At a median follow-up of 18.2 months, the Objective Response Rate (ORR) at week 12 was 97.1%, with a CMR rate of 68.6% and a Partial Metabolic Response (PMR) rate of 28.6%. The CMR rate improved to 80% at week 21. All patients who achieved a CMR maintained their response. Baseline bone marrow involvement resolved in all patients (N=10) at week 12 reassessment. The response rates were similar in patients with POD24 and those without, each of which made up roughly half the patients in the trial. At 18 months, the Progression Free Survival (PFS) rate was 90.1% and the Overall Survival (OS) rate was 93.3%, and the median PFS and OS was not reached.

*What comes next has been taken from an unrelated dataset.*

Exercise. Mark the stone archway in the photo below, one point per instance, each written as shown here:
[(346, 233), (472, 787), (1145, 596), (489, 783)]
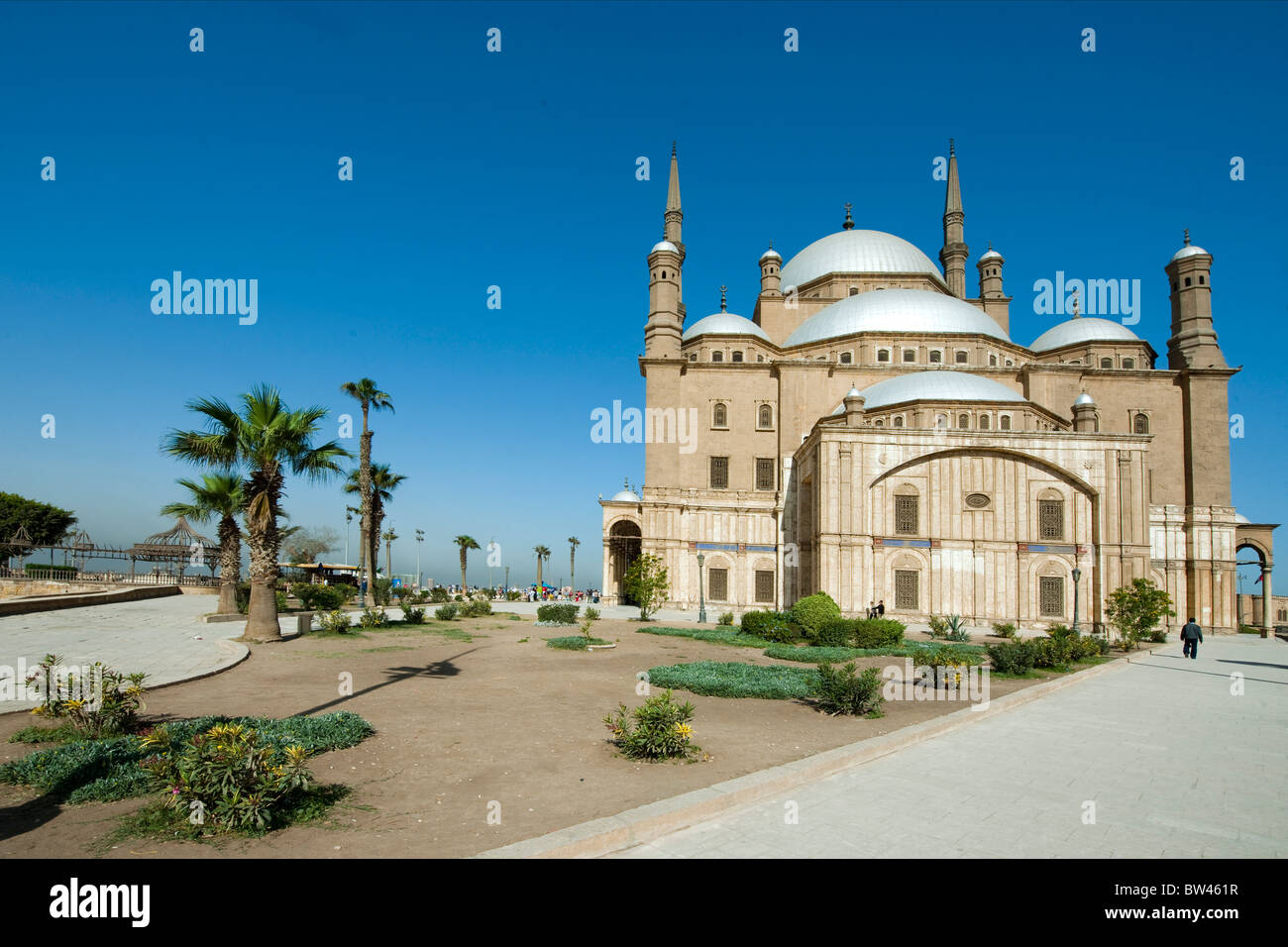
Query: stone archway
[(623, 548)]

The main adverse events with this therapy were skin rash that worsened with sun exposure, and fluid retention, which could be treated with diuretics.

In conclusion, a combination of Loncastuximab with Rituximab demonstrated dramatic activity with robust Complete Metabolic Rate and promising survival benefit with manageable toxicities, in patients with high risk Relapsed or Refractory Follicular Lymphoma. The results of this study support this combination as a new treatment option for this patient group, and multicenter expansion cohort is ongoing. Because of the high Complete Response by week 12, the researchers recently reduced the treatment length from 10 to 6 months, with the hope that relatively short course of treatment combined with lower toxicity will allow patients to better tolerate and complete the therapy.

Loncastuximab tesirine with rituximab in patients with relapsed or refractory follicular lymphoma: a single-centre, single-arm, phase 2 trial. Alderuccio JP, Alencar AJ, Schatz JH, et al. The Lancet. 2025;12:E23-E34.